KEY POINTS:
The partner of a 57-year-old man who died from complications of heart treatment at Auckland City Hospital claims the hospital did not contact the family afterwards to see how they were coping.
After Barrie Williams died, his partner Fiona Pienaar watched his friends and family struggle to keep their lives together.
Mr Williams died in June 2006 at Auckland City Hospital after a procedure to treat the abnormal rhythm of his heart went tragically wrong.
The back of his heart was inadvertently pierced by an instrument at the end of a tiny tube inserted through a blood vessel from the groin.
Open-heart surgery was performed to fix the hole, but Mr Williams later died of a lack of oxygen.
"It was a nightmare," Ms Pienaar said yesterday, after the release on Wednesday of the first national statistics on major treatment errors at public hospitals.
The Quality Improvement Committee counted 182 preventable "serious and sentinel events" in the last financial year, including 40 deaths.
Mr Williams' treatment is not reported on the Auckland District Health Board's serious or sentinel list: it was considered a tragic but well-recognised complication of treatment done appropriately, rather than an error.
Ms Pienaar, a counsellor, of Westmere, had been with Mr Williams, a financial adviser, for three years and was engaged to him.
"He was due to give his youngest daughter away. She had to get married without him," Ms Pienaar said yesterday.
"The experience of watching him on life support for three days, only to watch him die after managing a few small breaths after the machines were turned off, will haunt me forever."
She said the hospital did not contact anyone in the family to see how they were coping, provide leaflets on how to cope with grief, "or make any contact with us whatsoever.
"The day we walked out of the intensive care heart unit and the security door snapped shut behind us was the last we saw or heard from anyone attached to the hospital.
"Subsequently we asked for a meeting with the surgeons concerned and I acknowledge that they were deeply affected by the outcome ... "
But the hospital had provided no information about any review of Mr Williams' case.
"It should be your right to know what has changed as a result of your huge loss [and] what changes the surgeons and their teams have made to their practice ...
"I watched family and friends struggle incredibly with their mental health. It's a reflection on their strength that they survived, rather than any help they got from the Auckland District Health Board."

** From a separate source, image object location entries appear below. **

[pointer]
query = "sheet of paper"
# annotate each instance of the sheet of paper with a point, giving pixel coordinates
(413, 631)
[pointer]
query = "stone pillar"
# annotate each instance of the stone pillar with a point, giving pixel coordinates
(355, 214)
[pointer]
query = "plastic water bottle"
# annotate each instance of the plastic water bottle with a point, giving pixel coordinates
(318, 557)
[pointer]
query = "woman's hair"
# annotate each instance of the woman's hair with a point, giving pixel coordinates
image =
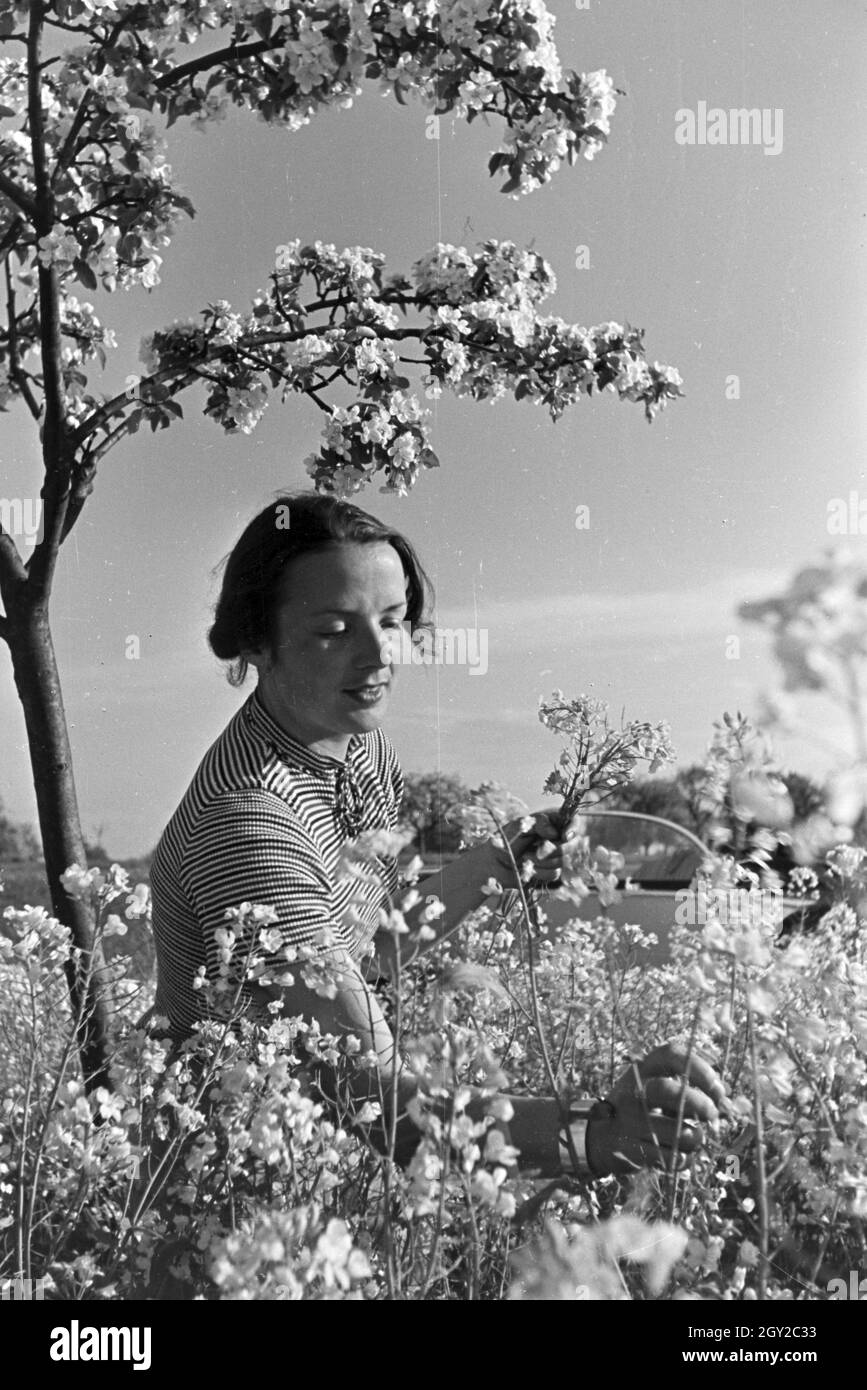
(293, 524)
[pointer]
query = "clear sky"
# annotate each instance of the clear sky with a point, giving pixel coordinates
(737, 263)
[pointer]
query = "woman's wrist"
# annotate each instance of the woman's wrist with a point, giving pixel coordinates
(578, 1151)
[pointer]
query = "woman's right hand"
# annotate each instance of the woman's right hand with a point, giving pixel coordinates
(632, 1136)
(541, 843)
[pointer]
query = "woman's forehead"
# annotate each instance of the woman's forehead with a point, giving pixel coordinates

But a senior manager at the hospital, Kay Hyman, said it had approached the family.
"We have made efforts to speak with Mr Williams' family since his death but we have not been successful in managing to find a date which suited all members of the family. We continue to be happy to meet with Ms Pienaar at her convenience."
She said Mr Williams was a high-risk case and he understood and accepted the risks of the procedure.
A review by accident compensation officials had found the hospital's management plan for him was reasonable.